At Down, Darwin worked for eight years on two large volumes concerning cirripedia (barnacles), describing all the known living species; the extinct species, or fossil cirripedes, were in two smaller volumes. The first books were published by the Ray Society, between 1851 and 1854; the others by the Palæontographical Society. About two years out of the eight were lost through illness. Sometimes he became half discouraged. He wrote a friend, "I have been so steadily going downhill, I cannot help doubting whether I can ever crawl a little uphill again. Unless I can, enough to work a little, I hope my life may be very short, for to lie on a sofa all day and do nothing but give trouble to the best and kindest of wives and good, dear children is dreadful."

Darwin doubted, in after life, "whether the work was worth the consumption of so much time," but Professor Huxley thinks he "never did a wiser thing than when he devoted himself to the years of patient toil which the cirriped-book cost him.... The value of the cirriped monograph lies not merely in the fact that it is a very admirable piece of work, and constituted a great addition to positive knowledge, but still more in the circumstance that it was a piece of critical self-discipline, the effect of which manifested itself in everything he wrote afterwards, and saved him from endless errors of detail." Darwin's patient labor is shown by his working "for the last half-month, daily, in dissecting a little animal about the size of a pin's head, from the Chonos archipelago, and I could spend another month, and daily see more beautiful structure."

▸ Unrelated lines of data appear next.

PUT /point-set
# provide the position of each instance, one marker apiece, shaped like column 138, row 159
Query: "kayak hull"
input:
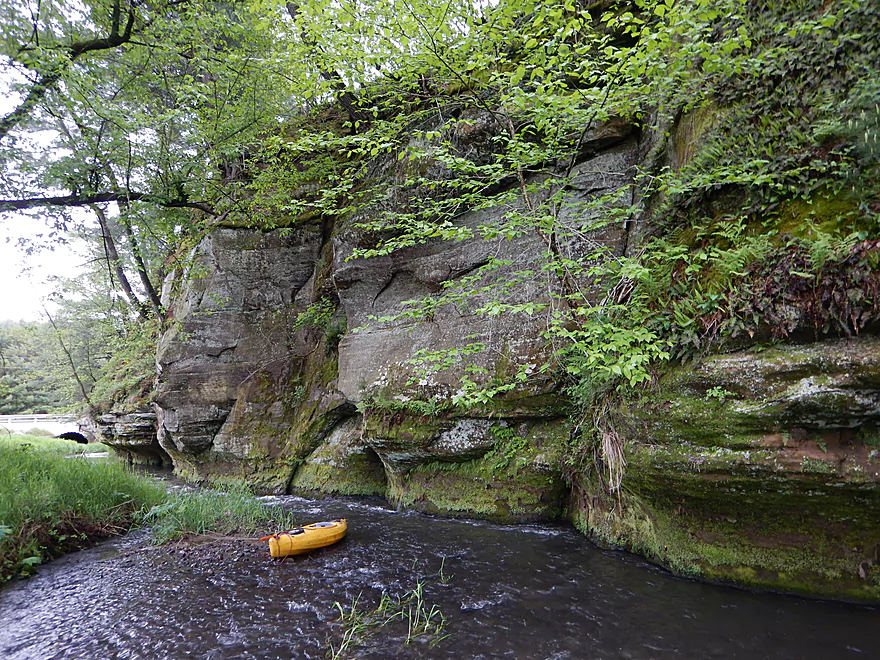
column 307, row 538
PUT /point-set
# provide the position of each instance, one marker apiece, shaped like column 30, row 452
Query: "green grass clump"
column 39, row 441
column 51, row 504
column 234, row 511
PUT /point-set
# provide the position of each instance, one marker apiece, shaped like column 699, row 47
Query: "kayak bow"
column 306, row 538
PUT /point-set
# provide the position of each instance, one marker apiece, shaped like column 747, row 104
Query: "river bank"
column 526, row 592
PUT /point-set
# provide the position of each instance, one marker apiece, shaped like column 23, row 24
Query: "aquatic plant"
column 423, row 621
column 232, row 511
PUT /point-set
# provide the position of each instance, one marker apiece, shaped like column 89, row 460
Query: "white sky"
column 24, row 278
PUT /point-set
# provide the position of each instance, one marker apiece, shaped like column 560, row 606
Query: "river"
column 504, row 591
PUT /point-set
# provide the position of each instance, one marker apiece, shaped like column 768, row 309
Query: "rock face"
column 241, row 394
column 755, row 467
column 132, row 436
column 290, row 366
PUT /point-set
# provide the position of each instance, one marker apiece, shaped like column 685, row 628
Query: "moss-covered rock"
column 757, row 468
column 342, row 465
column 500, row 470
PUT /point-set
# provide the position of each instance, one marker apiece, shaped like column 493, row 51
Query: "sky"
column 24, row 279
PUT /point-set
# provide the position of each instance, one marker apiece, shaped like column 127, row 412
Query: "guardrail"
column 34, row 419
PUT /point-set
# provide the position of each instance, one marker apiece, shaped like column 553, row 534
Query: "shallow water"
column 505, row 592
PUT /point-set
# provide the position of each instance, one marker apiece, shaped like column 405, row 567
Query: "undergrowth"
column 51, row 504
column 232, row 511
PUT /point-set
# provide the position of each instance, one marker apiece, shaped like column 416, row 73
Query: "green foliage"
column 378, row 405
column 417, row 620
column 234, row 510
column 26, row 385
column 50, row 504
column 45, row 442
column 125, row 380
column 508, row 445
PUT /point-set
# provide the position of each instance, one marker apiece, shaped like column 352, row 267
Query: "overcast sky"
column 24, row 279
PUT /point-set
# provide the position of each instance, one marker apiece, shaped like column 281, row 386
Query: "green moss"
column 821, row 213
column 735, row 525
column 520, row 479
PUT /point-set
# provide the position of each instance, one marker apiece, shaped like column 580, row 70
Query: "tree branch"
column 46, row 80
column 97, row 198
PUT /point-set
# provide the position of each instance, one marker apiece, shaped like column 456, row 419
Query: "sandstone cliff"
column 753, row 457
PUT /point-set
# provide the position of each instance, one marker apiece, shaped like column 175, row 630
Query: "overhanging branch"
column 86, row 200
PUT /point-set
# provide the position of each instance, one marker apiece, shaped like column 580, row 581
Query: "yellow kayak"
column 305, row 538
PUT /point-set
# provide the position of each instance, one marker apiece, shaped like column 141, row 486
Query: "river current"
column 525, row 592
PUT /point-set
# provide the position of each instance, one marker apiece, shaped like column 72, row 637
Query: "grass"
column 51, row 504
column 234, row 511
column 411, row 613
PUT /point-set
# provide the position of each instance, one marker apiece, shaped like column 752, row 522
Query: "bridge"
column 55, row 424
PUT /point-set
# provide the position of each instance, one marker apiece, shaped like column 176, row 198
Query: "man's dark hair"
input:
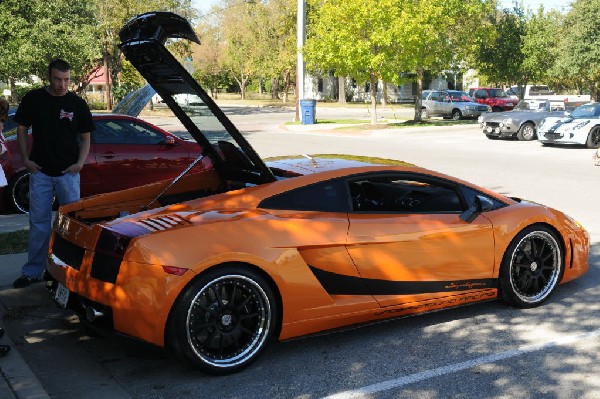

During these years from 1846 to 1854, death had twice disturbed the quiet life at Down. In 1849, Dr. Darwin died, and his son Charles was so ill that he could not attend the funeral. In 1851, Annie Darwin died, at the age of ten, after a brief illness. "She was," said Darwin, "my favorite child; her cordiality, openness, buoyant joyousness, and strong affections made her most lovable.... When quite a baby, this [strong affection] showed itself in never being easy without touching her mother when in bed with her; and quite lately she would, when poorly, fondle for any length of time one of her mother's arms.... She would at almost any time spend half an hour in arranging my hair, 'making it,' as she called it, 'beautiful,' or in smoothing, the poor, dear darling, my collar or cuffs—in short, in fondling me.... Her whole mind was pure and transparent. One felt one knew her thoroughly and could trust her. I always thought that, come what might, we should have had, in our old age, at least one loving soul which nothing could have changed.

"All her movements were vigorous, active, and usually graceful. When going round the Sandwalk with me, although I walked fast, yet she often used to go before, pirouetting in the most elegant way, her dear face bright all the time with the sweetest smiles. Occasionally she had a pretty coquettish manner towards me, the memory of which is charming....

"In the last short illness her conduct, in simple truth, was angelic. She never once complained; never became fretful; was ever considerate of others, and was thankful in the most gentle, pathetic manner for everything done for her. When so exhausted that she could hardly speak, she praised everything that was given her, and said some tea 'was beautifully good.' When I gave her some water, she said, 'I quite thank you;' and these, I believe, were the last precious words ever addressed by her dear lips to me."